Although there have been no tennis books in her birthday bundle, she has twice learn Andre Agassi’s autobiography “Open,” by which he writes about coming to like the sport after hating it.
The place is she on that scale?
“Whoa, whoa, whoa, that’s a tricky one,” she mentioned sounding, as she usually does, like she is about to chortle with out making the transition to laughter.
“It’s a love-and-hate relationship for positive,” she mentioned of tennis. “I’m not the type of one that fell in love with it from the primary time. I’m conscious of the truth that if my dad had not been so persistent and so encouraging for me to proceed taking part in tennis, most likely I wouldn’t be taking part in proper now. However for positive, I’m that type of one that likes to complete issues that I began.”
Swiatek’s father, the previous Olympic rower Tomasz Swiatek, remains to be concerned in her profession and is organizing a WTA match in Warsaw later this yr. Her mother and father are divorced. Her mom, an orthodontist, is “not within the image,” based on Abramowicz.
Swiatek, whose profession prize cash simply handed $9 million, has bought a small residence in Warsaw however nonetheless lives on the household residence within the suburb of Raszyn.
Her highway journeys have been very profitable of late as Swiatek, tight to the baseline, imposes her rhythm and shrinks the open area: strolling briskly between factors and setting a torrid tempo as soon as factors start.
Her confidence in her aggressive Plan A is palpable. This full-court press is by design: a part of the plan advisable by Wiktorowski, who beforehand labored with Agnieszka Radwanska, a former world No. 2 and Wimbledon finalist who retired in 2018.
Wiktorowski joined Swiatek in December throughout the low season after she cut up with Piotr Sierzputowski, her coach for 5 years. Wiktorowski has emphasised the constructive, which grew to become clear as they watched movies of her matches. Swiatek wished to look at defeats to study from her errors. He insisted on watching victories as effectively to deal with her strengths.
“This sort of perspective helped me imagine that I may be extra aggressive on courtroom and truly use the strengths I’ve,” she mentioned, “Earlier than I used to be extra like analyzing how my opponent was taking part in and adjusting to that. However this yr I wish to be extra proactive. I wish to lead.”
Radwanska, a trick-shot artist nicknamed The Magician, was probably the most profitable trendy Polish participant till Swiatek, however “Aga” was an underpowered counterpuncher as compared with “Iga”, whose signature shot is her explosive inside-out forehand, a bludgeoning blow that options heavy topspin.
Swiatek believes in her work and that she has “good genes” due to her Olympian father. “I really feel my physique was made to be concerned in sports activities,” she mentioned.
She and Ryszczuk are taking no possibilities.

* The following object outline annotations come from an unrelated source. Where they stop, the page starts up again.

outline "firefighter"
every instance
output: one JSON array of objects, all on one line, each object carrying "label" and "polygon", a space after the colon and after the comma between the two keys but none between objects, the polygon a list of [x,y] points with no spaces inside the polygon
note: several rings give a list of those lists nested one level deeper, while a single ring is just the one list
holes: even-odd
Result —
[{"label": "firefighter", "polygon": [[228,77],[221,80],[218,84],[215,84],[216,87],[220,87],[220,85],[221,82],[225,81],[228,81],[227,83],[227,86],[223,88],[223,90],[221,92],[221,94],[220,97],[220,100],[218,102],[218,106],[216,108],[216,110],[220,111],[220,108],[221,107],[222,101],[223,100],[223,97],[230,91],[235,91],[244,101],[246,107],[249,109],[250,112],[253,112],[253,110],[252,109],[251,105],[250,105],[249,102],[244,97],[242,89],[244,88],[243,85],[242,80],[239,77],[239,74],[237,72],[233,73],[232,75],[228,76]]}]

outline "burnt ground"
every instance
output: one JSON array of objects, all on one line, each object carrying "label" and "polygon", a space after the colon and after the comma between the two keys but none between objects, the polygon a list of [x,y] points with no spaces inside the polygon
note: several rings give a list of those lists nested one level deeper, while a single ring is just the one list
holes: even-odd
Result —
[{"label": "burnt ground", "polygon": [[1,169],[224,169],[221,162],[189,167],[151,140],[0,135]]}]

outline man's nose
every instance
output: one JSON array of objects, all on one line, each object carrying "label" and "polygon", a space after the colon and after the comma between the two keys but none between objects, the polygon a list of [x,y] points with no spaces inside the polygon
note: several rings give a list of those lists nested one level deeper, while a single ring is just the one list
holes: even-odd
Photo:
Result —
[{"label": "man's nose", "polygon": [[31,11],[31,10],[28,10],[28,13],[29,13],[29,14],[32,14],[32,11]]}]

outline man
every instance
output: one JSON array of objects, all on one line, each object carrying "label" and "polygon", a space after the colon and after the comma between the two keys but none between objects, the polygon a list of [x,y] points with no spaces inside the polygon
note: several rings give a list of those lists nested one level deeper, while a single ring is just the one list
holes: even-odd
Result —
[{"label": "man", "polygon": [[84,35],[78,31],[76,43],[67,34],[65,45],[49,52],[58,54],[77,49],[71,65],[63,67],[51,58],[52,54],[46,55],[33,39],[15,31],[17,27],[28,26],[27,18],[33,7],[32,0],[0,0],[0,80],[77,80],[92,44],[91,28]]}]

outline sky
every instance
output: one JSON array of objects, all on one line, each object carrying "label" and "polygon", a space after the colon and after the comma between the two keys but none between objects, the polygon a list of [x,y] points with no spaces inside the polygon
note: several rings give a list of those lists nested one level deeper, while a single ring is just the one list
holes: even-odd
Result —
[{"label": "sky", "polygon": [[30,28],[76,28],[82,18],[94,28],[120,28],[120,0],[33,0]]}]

She doesn’t run off the courtroom so as to restrict pounding on her legs, utilizing train bicycles for the cardio work.
“The principle factor is to maintain her secure, sturdy and wholesome,” he mentioned.
It’s a long-term plan for a long-term planner, who makes good use of her Google calendar and likes to regulate not solely her strokes however her enterprise.
“I’ve learn so many offers, so many contracts throughout the previous 18 months,” she mentioned. “I heard some tales about gamers who will not be actually accountable in that a part of life. I additionally made some errors after I was youthful by way of signing issues. So proper now, I’m studying all the things.”
She is profitable all the things, too, and certainly not by coincidence. On Thursday, three days earlier than this French Open started, she was speaking on her cellphone outdoors the principle stadium whereas Abramowicz watched her from a bench at a distance.
“It’s the final day for enterprise calls,” Abramowicz defined. “After that, it’s time to shut that drawer and open one other.”